I’d look up at the board toward the end of practice and there would be a line of black marker squeezed into the last free space at the bottom of the white board. A sure sign we’d reached the end of practice, I’d foolishly think.
Pete would point to that line of scrawled marker and tell us to do some last, extra heinous combination of swimming. Like 10 x 50s at a hard effort, trying to beat our split with each one. It would be a very Pete way to end practice: one fast, two fast, three fast, more.
I’d get to the end of each 50, huffing and puffing, and then swim my heart and my limbs out trying to make it back to the wall faster than the one before it.
By the last rep, my arms pulsed with lactic acid, my legs burned as they thrashed against the water, and each breath was desperate – fighting to give my body just a little bit more oxygen before I plunged my face back into the pool.
As I slammed into the wall with my last stroke of the tenth 50, I’d frantically look at the pace clock to see if I squeaked out my final 50 faster than all of the ones before – confident I had left everything I had in me in the lane, which was still frothing with my effort.
When I saw my time, I’d victoriously look up at Pete – my gaze asking for a little praise for my hard-earned split. For leaving every ounce of me out in the pool and walking away with nothing left to give.
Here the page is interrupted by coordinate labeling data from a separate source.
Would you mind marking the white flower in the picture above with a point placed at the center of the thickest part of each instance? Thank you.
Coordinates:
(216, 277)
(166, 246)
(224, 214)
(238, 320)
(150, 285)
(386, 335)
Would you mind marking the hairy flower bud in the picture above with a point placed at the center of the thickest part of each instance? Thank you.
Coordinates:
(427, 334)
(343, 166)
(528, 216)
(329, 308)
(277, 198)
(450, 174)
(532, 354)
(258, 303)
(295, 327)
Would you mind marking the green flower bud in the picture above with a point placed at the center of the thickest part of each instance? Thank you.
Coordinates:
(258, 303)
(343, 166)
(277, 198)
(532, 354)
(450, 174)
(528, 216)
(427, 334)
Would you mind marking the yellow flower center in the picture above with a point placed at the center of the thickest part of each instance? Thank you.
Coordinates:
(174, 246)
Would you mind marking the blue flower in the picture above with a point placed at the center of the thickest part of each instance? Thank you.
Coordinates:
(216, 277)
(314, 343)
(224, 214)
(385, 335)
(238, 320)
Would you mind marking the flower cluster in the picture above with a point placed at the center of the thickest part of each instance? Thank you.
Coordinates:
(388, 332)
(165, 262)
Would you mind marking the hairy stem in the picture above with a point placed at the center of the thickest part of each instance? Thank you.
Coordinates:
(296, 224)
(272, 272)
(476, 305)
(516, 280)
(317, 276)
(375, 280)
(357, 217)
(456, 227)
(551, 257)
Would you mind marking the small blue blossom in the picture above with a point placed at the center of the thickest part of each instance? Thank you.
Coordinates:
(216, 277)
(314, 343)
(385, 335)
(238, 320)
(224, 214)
But instead of praise, Pete would look back, and without a glimmer of a practical joke, say: “One more. And make it your fastest one.”
And I would.
I credit a lot of the grit that’s allowed me to be a long-distance trail runner to Coach Pete. He was the person who introduced me to recreational suffering and helped me realize how much I love it.
Pete empowered me to appreciate things like that final 50 – because they let me slam right through my limits. Pete helped nurture the mental strength that allowed me to tackle that surprise sprint with very tired limbs and make it my fastest of the day. And he did that by giving me ways to train my mind to persevere through physical fatigue and push through when I was ready to stop.
***
I had a training trick that I used during many runs building up to the PCT – hard, long, easy, short, and everything in-between. It was something inspired by Coach Pete that could be applied to just about any variety of run. A thing that helped me train my brain to persevere.
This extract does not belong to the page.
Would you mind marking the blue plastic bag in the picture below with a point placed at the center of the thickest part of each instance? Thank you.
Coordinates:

Here’s how it worked: I would have a run plan in mind when I left my house or any given trailhead – which might be mileage or hills or speed or a specific route – and when I got to the end of that run plan, I would keep going. I would run another half mile to the end of my street, I would take a sharp right and do one last big hill at the end of a long run, I would tack on another two miles past the trailhead. This last part of the run was never premeditated, I just kept going after I’d planned to finish my run. It was my surprise 50 after the “final” set.
And I did this because I wanted to help my mind get conditioned to doing more than it expected to do. I wanted my brain to see the finish line it had imagined – and then to have to keep running past it.
I thought there might be moments when I would need this mental endurance during the PCT. When I would reach the “final” mile of the day and realize I had to keep running. When I would need to recruit my brain to stop my body from shutting down.
And I was right.
Pretty much every single day, my mileage was longer than I hoped it would be. I had two columns for expected mileage on my spreadsheet for the run. One was based on Nat Geo maps and the other based on mapping the route through Gaia. And Nat Geo was always longer and always closer to correct. But, every single day, I would think: “maybe today is a Gaia day!”
And it never was.
When I was faced with those daily bonus miles after the sun had set and I just wanted to stop moving, I would turn to my mind and think about all of those fake finishes, those “final” miles, and Coach Pete and his trusty white board, and I would keep running into the night.